Broadmeadows asylum seekers sew lips together, post Facebook pics

YESTERDAY three asylum seekers at Melbourne Immigration Transit Accommodation (MITA) in Broadmeadows sewed their lips together and posted the photos on Facebook in a protest at their continued detention.

A spokesperson for the Department of Immigration and Citizenship confirmed reports of the protest, saying that the three asylum seekers engaged in self-harm over the weekend but have now “ceased their action”.

“It would be inappropriate to go into details of the self-harm, however the injuries were minor,” added the spokesperson. “All detainees received appropriate medical attention following these incidents and have access to psychological support from the detention service provider.”

The spokesperson could not confirm the time of the protest or rumours that the asylum seekers had locked themselves in their room for many hours.

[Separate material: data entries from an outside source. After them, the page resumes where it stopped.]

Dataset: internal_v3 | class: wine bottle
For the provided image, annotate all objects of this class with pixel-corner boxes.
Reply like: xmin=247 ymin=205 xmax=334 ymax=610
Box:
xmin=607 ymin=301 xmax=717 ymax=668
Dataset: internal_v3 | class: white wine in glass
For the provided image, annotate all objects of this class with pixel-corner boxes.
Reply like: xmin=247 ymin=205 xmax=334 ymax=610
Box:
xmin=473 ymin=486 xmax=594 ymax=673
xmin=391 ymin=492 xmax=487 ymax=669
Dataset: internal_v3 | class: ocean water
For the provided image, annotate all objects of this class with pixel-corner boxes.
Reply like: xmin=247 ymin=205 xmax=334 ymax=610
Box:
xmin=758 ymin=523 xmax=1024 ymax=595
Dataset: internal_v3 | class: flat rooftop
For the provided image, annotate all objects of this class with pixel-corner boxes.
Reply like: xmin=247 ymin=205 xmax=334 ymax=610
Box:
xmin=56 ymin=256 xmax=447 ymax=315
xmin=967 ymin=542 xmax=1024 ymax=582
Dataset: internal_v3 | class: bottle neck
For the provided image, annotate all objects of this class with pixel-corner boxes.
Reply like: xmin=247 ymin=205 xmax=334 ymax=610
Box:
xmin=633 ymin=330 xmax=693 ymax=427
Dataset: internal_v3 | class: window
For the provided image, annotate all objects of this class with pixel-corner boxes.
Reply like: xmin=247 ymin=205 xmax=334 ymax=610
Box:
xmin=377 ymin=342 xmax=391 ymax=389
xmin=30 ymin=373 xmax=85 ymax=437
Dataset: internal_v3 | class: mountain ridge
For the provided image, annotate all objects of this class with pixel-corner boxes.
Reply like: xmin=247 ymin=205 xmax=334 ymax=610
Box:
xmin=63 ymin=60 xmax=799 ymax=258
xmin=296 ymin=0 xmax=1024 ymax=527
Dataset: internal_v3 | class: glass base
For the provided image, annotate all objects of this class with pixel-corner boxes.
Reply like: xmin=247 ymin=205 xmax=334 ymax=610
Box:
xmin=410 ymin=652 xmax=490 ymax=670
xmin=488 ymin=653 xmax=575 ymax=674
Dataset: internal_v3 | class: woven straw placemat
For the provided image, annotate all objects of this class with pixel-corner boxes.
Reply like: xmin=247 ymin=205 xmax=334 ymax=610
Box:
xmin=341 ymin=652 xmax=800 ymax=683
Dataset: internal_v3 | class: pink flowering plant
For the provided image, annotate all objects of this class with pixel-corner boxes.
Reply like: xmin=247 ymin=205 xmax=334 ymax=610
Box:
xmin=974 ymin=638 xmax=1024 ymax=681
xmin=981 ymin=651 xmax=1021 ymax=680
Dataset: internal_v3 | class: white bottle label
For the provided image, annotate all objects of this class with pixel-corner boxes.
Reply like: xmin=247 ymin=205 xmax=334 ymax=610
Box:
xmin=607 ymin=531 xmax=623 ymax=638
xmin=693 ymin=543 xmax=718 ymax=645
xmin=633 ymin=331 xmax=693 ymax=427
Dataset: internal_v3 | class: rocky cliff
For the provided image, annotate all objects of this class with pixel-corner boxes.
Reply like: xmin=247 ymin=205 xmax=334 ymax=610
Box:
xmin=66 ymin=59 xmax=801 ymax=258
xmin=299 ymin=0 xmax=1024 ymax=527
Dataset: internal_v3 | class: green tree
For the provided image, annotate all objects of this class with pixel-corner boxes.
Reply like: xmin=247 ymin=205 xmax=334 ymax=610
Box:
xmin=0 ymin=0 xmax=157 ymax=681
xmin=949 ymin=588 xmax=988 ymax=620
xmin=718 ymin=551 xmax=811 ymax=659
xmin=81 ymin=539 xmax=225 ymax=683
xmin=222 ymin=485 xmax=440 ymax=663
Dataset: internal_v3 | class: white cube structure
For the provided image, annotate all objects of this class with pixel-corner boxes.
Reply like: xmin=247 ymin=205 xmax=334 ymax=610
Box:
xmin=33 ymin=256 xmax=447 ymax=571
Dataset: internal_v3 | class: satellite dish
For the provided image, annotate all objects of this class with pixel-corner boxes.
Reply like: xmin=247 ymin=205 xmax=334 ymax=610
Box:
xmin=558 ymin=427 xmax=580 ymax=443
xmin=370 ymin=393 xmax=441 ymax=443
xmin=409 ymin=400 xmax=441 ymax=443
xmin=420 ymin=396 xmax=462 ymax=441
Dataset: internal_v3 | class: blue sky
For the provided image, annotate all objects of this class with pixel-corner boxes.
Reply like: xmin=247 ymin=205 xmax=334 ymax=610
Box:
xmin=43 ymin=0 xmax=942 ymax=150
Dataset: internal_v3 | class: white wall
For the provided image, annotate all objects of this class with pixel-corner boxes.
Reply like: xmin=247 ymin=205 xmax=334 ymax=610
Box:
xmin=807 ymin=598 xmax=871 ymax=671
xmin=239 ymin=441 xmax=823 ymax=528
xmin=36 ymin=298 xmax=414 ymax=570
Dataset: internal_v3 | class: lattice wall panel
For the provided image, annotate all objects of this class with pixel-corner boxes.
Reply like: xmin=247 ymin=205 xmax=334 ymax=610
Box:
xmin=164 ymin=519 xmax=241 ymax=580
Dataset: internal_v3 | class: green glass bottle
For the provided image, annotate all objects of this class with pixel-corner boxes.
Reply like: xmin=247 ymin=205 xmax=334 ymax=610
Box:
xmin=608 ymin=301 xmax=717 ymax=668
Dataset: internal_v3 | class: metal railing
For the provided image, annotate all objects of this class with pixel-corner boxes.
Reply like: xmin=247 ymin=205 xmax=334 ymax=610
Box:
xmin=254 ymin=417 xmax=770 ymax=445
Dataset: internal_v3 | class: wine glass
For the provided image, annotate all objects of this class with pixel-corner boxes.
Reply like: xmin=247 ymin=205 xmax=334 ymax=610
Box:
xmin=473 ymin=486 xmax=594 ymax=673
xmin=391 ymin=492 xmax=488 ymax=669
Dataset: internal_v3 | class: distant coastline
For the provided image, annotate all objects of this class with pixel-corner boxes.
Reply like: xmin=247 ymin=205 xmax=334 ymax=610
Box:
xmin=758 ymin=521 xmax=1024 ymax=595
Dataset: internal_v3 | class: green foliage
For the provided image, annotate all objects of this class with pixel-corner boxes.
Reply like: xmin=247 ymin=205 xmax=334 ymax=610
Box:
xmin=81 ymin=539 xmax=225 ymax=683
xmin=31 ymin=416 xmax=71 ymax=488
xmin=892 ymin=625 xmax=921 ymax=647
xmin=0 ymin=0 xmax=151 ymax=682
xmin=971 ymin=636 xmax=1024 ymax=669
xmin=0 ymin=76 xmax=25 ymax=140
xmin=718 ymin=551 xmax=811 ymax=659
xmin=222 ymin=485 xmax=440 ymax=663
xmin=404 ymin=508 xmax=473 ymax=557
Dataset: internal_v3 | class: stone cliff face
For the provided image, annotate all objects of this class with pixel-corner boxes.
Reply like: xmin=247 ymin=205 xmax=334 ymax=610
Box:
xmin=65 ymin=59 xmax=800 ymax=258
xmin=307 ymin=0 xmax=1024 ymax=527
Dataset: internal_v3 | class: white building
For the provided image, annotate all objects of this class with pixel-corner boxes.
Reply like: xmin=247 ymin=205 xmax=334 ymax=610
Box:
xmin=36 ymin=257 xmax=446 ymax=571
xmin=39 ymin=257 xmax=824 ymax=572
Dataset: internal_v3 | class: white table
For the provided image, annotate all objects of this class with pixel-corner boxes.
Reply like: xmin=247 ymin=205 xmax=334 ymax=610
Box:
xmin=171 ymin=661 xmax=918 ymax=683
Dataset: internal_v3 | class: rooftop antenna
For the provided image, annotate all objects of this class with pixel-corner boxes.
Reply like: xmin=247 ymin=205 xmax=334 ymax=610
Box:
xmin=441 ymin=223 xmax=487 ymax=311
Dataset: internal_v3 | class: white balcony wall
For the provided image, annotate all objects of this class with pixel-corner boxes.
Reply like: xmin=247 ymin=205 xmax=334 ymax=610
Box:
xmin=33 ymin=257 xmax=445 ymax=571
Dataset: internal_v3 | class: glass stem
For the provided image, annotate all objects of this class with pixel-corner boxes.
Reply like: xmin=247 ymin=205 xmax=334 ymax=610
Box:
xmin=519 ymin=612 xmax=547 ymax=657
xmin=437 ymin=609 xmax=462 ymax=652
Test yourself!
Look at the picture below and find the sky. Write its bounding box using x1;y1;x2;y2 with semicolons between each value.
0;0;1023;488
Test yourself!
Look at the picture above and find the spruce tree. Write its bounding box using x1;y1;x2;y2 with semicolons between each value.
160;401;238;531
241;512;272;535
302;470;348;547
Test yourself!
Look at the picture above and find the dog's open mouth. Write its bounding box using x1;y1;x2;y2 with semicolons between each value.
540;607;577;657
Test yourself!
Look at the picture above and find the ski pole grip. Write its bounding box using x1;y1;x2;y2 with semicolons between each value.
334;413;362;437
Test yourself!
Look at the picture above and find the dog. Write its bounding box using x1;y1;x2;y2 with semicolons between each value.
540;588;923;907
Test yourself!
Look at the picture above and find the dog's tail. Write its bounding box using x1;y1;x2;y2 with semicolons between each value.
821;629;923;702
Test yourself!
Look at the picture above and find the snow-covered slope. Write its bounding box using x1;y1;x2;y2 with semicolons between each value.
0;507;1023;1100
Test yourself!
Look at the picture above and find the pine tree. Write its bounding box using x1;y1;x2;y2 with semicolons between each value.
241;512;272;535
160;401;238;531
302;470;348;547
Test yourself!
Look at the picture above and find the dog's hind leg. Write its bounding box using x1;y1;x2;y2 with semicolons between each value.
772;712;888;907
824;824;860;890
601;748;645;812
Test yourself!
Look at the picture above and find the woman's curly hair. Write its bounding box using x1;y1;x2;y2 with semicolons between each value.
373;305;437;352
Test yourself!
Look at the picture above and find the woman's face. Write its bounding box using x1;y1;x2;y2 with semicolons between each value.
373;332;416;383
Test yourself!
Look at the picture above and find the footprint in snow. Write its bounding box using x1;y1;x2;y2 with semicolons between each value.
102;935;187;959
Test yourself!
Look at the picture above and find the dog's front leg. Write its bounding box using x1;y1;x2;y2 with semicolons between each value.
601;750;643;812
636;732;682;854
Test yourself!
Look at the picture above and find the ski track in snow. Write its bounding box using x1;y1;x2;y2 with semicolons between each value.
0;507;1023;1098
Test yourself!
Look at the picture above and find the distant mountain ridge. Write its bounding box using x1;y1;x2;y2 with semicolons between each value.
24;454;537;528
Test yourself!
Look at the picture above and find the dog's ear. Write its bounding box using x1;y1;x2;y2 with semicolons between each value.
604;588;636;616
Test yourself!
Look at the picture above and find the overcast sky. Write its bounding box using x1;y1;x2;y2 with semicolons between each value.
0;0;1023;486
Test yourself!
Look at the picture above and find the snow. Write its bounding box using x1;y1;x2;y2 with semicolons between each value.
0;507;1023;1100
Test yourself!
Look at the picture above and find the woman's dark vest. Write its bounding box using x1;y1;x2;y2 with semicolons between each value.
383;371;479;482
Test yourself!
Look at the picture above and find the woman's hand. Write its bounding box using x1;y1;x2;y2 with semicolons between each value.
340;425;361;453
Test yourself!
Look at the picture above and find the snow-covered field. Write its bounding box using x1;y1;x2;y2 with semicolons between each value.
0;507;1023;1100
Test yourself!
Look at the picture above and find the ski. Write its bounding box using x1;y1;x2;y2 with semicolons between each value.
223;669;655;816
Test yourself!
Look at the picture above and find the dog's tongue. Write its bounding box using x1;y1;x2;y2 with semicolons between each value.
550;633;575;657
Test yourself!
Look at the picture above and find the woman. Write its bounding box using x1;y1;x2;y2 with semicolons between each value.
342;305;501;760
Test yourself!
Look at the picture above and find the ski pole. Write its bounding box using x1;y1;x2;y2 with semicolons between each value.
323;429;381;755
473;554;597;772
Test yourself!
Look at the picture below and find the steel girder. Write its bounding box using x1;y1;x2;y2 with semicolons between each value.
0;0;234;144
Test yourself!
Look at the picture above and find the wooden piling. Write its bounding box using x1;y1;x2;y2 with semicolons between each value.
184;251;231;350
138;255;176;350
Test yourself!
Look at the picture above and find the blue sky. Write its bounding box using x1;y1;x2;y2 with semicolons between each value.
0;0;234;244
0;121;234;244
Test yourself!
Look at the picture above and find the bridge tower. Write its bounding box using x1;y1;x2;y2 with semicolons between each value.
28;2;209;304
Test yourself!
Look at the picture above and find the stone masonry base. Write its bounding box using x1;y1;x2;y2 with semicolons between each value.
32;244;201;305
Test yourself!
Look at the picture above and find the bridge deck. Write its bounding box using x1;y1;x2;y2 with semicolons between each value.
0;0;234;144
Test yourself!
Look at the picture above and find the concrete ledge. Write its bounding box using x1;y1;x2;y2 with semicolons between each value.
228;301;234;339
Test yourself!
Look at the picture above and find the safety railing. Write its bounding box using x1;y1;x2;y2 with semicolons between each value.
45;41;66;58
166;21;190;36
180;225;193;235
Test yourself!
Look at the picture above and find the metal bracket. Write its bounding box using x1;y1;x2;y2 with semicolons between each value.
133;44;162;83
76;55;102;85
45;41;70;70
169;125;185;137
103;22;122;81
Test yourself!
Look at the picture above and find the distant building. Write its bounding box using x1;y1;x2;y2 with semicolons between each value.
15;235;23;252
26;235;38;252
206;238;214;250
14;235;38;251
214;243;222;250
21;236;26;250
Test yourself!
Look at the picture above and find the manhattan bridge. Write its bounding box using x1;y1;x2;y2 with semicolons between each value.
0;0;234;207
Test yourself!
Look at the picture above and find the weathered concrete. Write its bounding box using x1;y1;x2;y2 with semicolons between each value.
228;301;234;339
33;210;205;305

The spokesperson also refused to speculate on the reason for the protest.

The album of eight photos was posted on the Facebook page of one of the detainees after noon yesterday. Crikey has confirmed the names of two of the asylum seekers but these will be withheld for privacy reasons.

Below are cropped images of the photos on Facebook showing asylum seekers with their lips sewn together.

After the photos were posted, several refugee advocates responded. One asked if the asylum seekers wanted the pictures sent to the television media. At about 11.30 last night the asylum seeker responded “yes”.

Another person asked if the boys had seen a doctor yet and pleaded with them not to hurt themselves any more.

Crikey sent a Facebook message to the asylum seeker asking for a written statement about why he chose to sew his lips together. No response was provided.

Daniella Olea, from Refugee Action Collective, attempted to visit the boys yesterday but was not allowed access. When asked why the boys had sewn their lips together, she responded: “They have done that as form of protest at their desperation at being locked up for a long period of time.”